O capítulo anterior nos deixa Paulo na praia de uma ilha, em consequência do naufrágio do navio que o levava a caminho de Roma, sob a guarda de um centurião chamado Júlio e seus soldados, junto com outros presos, e acompanhado por Lucas e Aristarco.
A princípio não sabiam onde estavam, tendo passado mais de duas semanas sem ver céu, mar ou terra por causa de uma violenta tempestade. Agora vieram a saber que a ilha onde estavam era Malta, que fica ao sul da Sicília, no sul da Itália. Embora completamente desnorteados, a tempestade os impelira na rota certa para o seu destino.
Eram um grupo grande – 276 pessoas ao todo – tinham nadado até a praia, estava chovendo e fazia frio. Foram, no entanto, recebidos com o que Lucas chama de “extraordinária bondade” pelos malteses, que fizeram uma fogueira e receberam bem a todos. Lucas chama os malteses de “bárbaros”, nome que os gregos davam aos povos que não falavam grego (Romanos 1:14) mas não tinha o sentido pejorativo que tem hoje.
Paulo ajudava a colher gravetos, e tendo feito um monte deles foi colocá-lo no fogo quando uma víbora fugindo ao fogo prendeu-se em sua mão, picando-a.
Os malteses podiam ver que Paulo era um prisioneiro, e vendo a serpente pendurada em sua mão deduziram que seria um assassino que, tendo escapado à morte no naufrágio, a Justiça não lhe permitia viver. Paulo apenas sacudiu e soltou a serpente sobre o fogo, nada sofrendo, mas eles continuaram por algum tempo na expectativa que ele inchasse e viesse a morrer.
Quando evidenciaram que ele escapara imune, mudaram de opinião e diziam que era um deus! Foi um exemplo da inconstância e volubilidade de muita gente, cujas opiniões não têm base alguma mas são resultado de ignorância, superstição e fé em falsidades.
Públio é um nome próprio grego, e este homem levava o título de Homem Principal da ilha. Tinha uma propriedade perto dali, e demonstrou ser muito hospitaleiro convidando Paulo, Lucas e Aristarco, e possivelmente outros, a ficarem em sua casa, onde os recebeu e hospedou provisoriamente por três dias quando então puderam se transferir para acomodações mais convenientes para sua longa invernada.
O pai de Públio estava doente, e Paulo foi visitá-lo, orou e impôs suas mãos sobre ele, e foi curado. A notícia se espalhou, e os demais enfermos da ilha também vieram a ele e foram curados.
Nada se diz sobre o testemunho do Evangelho por Paulo e os seus companheiros, mas é mais que provável que não perderam a oportunidade para negar que Paulo fosse um Deus e atribuir as curas ao verdadeiro Deus que serviam, e apresentar-lhes a pessoa do Salvador Jesus Cristo.
Os doentes que foram curados manifestaram seu agradecimento tratando-os bem durante os três meses que ficaram na ilha e lhes forneceram os suprimentos para a viagem que se seguiu, continuando a viagem a Roma.
Seguiram viagem num navio de Alexandria que também tinha ficado na ilha durante o inverno: estavam novamente a bordo de um navio carregando cereais da Alexandria destinados a Roma. Lucas nos informa que tinha por insígnia Castor e Pólux. Estes eram os lendários filhos do deus Zeus, e eram os deuses patronos dos marinheiros. Suas imagens eram pintadas, uma em cada lado da proa.

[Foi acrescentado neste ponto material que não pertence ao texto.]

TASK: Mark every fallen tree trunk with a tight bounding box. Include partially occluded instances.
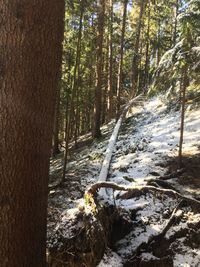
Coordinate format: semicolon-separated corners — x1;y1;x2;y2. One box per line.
98;95;143;196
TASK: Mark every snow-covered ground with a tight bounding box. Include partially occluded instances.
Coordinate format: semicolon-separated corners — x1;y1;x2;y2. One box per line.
109;97;200;186
48;96;200;267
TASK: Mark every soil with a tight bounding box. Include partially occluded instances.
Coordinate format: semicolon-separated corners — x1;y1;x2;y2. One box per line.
47;102;200;267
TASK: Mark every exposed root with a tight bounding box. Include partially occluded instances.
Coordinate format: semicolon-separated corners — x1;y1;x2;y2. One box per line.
48;182;200;266
86;181;200;208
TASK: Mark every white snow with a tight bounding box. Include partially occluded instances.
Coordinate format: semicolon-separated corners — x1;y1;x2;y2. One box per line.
96;96;200;267
107;97;200;190
49;96;200;266
97;249;123;267
173;243;200;267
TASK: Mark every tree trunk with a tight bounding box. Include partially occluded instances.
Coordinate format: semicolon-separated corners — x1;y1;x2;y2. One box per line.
52;84;61;156
0;1;64;266
144;1;151;91
156;20;161;66
116;0;128;116
93;0;106;138
107;0;114;121
173;0;179;46
131;0;146;97
178;65;188;168
62;4;83;182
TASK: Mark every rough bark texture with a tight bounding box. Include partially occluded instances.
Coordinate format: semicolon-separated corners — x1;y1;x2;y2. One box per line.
0;1;64;266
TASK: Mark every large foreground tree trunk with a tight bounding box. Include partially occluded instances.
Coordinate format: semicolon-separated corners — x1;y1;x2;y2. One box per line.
0;1;64;266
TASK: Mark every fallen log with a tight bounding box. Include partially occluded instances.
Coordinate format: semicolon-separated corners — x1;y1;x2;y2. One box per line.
98;95;144;196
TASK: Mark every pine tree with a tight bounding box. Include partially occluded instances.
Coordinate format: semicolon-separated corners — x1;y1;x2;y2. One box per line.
0;1;64;266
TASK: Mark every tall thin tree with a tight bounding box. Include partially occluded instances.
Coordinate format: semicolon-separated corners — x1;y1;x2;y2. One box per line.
62;3;84;183
107;0;114;121
116;0;128;116
131;0;146;96
93;0;106;138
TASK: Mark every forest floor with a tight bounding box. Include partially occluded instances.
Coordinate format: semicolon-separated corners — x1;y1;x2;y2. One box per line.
47;97;200;267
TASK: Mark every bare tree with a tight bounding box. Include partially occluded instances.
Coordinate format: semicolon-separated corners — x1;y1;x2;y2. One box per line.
93;0;106;138
116;0;128;116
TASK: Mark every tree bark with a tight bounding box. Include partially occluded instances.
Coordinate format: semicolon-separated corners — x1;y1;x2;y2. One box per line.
144;1;151;91
52;84;61;156
173;0;179;46
0;1;64;266
62;4;83;182
93;0;106;138
97;95;143;197
116;0;128;116
131;0;146;97
179;65;188;168
107;0;114;121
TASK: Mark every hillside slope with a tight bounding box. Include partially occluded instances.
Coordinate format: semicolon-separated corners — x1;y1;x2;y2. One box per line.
48;97;200;267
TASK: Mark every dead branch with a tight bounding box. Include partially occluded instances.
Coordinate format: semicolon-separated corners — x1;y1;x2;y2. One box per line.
86;181;200;207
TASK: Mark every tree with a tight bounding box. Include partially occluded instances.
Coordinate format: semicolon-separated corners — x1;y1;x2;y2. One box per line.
93;0;106;138
131;0;146;96
0;1;64;266
151;0;200;165
52;83;61;156
62;0;84;183
116;0;128;115
107;0;114;121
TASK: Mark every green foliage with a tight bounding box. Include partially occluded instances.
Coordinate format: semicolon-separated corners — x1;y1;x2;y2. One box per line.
84;193;98;214
149;0;200;99
57;0;199;148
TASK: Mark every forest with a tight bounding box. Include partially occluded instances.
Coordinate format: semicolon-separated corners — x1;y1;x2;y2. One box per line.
0;0;200;267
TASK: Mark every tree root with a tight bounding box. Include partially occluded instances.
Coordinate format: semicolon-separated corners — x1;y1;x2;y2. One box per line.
86;181;200;208
48;182;200;267
147;179;179;191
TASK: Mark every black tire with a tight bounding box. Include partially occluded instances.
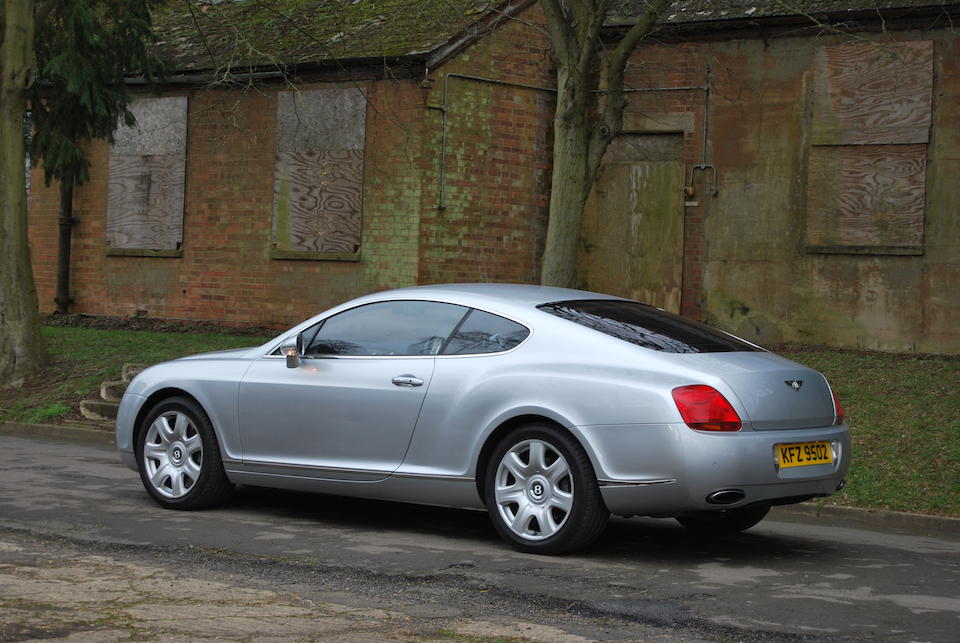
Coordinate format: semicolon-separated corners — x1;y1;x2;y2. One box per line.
484;423;608;554
135;396;233;509
675;504;771;534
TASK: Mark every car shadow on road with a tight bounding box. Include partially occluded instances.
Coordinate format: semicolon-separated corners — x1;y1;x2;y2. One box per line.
221;485;826;563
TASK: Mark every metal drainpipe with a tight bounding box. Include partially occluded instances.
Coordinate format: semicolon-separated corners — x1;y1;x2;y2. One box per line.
427;74;714;210
55;179;75;314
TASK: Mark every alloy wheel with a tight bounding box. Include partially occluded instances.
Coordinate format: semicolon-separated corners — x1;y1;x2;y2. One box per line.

Navegaram os 120 quilômetros até Siracusa, capital da Sicília, sem incidentes de nota e ali permaneceram por três dias. Continuando viagem, pararam por um dia em Régio, e, aproveitando o vento favorável seguiram até Potéoli, principal porto de Roma, no litoral norte da baía de Nápoles, a cerca de trezentos quilômetros de distância.
Ali encontraram irmãos cristãos. A seu convite tiveram oportunidade de passar uma semana com eles, antes de continuar a sua viagem de duzentos e cinquenta quilômetros por terra até Roma, numa das grandes estradas construídas pelos romanos através da Europa.
Roma era a cidade mais famosa daquela parte do mundo no tempo de Cristo e até muitos séculos depois. Entende-se que foi fundada em 753 a.C., e quando o Novo Testamento foi escrito havia enriquecido com as conquistas dos seus fortes exércitos, tinha uma população calculada em 1.200.000 habitantes, dos quais a metade eram escravos e tinha representantes de quase todas as nações então conhecidas. Ela se distinguia pela sua riqueza, luxo, violência e libertinagem.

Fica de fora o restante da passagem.